脳出血とは、一般的には高血圧性脳出血を指します。高血圧性脳出血は、高血圧と動脈硬化によって引き起こされます。好発年齢は50歳代以上。高血圧により、血管壊死と呼ばれる脳内小動脈の中膜筋細胞が壊死することで出血します(破綻性出血)。
脳出血は1日のうちで血圧が最も高くなる朝10~12時頃に突然発症することが多く、発症から1~6時間ぐらいのうちに出血が止まります。しかし、30%は重症で発症から1時間程度で死に至るものがあります。

脳動脈奇形(AVM)起因の脳出血もあります。AVMとは若い人に見られる疾患で、動脈と静脈が毛細血管を介さず直接つながり、とぐろ状の血管の塊になっている状態です。

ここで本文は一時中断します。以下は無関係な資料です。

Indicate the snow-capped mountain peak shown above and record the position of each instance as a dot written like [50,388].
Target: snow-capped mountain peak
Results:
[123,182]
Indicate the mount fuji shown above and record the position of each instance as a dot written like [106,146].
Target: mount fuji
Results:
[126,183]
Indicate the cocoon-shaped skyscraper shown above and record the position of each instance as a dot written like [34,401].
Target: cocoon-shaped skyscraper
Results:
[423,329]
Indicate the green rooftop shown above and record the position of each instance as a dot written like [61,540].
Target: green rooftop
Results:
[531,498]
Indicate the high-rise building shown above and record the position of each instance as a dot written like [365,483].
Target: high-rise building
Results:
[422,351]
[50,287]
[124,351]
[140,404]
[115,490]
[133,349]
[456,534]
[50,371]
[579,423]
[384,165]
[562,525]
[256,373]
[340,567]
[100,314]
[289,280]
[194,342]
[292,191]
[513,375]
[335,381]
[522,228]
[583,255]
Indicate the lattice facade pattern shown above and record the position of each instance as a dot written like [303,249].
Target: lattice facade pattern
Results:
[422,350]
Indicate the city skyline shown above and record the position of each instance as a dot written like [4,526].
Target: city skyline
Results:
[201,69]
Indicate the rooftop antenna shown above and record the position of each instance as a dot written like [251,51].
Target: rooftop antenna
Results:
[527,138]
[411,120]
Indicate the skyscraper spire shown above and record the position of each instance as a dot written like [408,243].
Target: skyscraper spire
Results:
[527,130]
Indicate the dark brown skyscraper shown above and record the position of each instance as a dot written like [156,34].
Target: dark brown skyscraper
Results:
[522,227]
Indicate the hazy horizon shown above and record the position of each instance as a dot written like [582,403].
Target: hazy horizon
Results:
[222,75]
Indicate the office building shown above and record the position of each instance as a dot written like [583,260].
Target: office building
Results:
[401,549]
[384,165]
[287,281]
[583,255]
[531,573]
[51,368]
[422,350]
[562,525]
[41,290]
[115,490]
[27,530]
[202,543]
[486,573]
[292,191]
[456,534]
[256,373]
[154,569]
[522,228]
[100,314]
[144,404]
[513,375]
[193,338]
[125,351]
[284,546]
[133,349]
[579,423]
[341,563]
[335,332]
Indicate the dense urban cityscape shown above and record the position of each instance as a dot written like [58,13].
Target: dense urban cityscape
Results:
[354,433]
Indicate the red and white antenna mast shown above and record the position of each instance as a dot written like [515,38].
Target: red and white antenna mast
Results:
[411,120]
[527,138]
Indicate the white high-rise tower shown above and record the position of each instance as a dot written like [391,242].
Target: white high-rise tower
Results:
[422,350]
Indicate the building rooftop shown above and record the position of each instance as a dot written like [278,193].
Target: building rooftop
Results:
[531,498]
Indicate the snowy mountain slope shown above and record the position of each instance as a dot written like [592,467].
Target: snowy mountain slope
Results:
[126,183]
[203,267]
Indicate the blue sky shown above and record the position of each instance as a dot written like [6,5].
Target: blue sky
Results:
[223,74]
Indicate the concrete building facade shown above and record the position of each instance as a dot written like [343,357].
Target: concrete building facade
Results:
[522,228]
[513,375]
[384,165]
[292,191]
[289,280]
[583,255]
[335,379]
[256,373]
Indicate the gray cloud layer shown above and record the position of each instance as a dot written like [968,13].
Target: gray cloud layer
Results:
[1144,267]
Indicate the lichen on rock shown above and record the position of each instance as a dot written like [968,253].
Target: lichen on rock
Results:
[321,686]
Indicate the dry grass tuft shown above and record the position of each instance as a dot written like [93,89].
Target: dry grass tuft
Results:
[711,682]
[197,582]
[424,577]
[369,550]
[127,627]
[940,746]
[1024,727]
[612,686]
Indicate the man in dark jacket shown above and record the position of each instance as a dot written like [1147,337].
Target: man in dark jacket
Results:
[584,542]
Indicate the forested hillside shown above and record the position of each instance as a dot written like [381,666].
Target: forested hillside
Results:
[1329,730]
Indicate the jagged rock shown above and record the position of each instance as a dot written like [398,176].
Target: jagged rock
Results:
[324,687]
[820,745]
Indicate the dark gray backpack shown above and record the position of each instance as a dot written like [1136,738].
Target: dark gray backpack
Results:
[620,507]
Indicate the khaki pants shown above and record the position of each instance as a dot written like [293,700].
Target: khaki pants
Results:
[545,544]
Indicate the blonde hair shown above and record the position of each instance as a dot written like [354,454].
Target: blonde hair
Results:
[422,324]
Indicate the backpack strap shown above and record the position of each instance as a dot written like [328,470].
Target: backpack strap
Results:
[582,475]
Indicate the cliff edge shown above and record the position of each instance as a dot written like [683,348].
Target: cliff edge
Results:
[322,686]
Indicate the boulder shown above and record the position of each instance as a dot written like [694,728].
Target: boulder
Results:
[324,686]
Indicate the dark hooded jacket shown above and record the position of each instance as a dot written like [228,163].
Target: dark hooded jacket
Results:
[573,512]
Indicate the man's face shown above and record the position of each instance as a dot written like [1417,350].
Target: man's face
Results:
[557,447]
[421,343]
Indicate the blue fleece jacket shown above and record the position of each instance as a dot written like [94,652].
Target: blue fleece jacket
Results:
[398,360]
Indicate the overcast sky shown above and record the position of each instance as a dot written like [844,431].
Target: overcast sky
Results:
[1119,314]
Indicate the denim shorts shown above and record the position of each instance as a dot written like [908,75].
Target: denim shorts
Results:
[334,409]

脳出血の症状は、出血部位や出血量によりさまざまですが、頭痛、吐き気、めまいなどの自覚症状や意識障害、手足の麻痺、呂律困難などがあります。迅速な治療をしなければ死亡する危険性があります。出血は大きく5つに分類されます。

①被殻出血
全体の60%が被殻出血。主な症状は、突然の意識障害、顔面を含む対側片麻痺、痙性麻痺、顔面を含む対側知覚鈍麻。出血量に比例して予後不良。生命の危機があるものでは手術適応。
②視床出血
割合は15%ほど。被殻出血に比べて顔面を含む対側片麻痺が強い。視床症候群(対側知覚障害、視床手、視床痛、失語、意識障害)が特徴。出血量に比例して予後不良。脳室内に穿破することが多く、手術適応となりにくい。
③小脳出血
約5〜10%。後頭部の頭痛、回転性めまい、反復する嘔吐、小脳失調、麻痺ではない歩行困難が特徴。脳浮腫による脳幹部圧迫のため障害が起こりやすく、脳幹部障害を合併すると予後不良。
④脳幹(橋)出血
全体の10%ほど。突然の昏睡状態、高熱、呼吸異常、除脳硬直、四肢麻痺、脳神経麻痺が特徴。予後不良だが、海綿状血管腫によるものは軽快する。
⑤皮質下出血
AVMや脳アミロイドアンギオパチーなど、高血圧以外の原因で発症する。急激な頭痛(とくにこめかみ周囲)、片麻痺、対側知覚障害が特徴。予後は良好。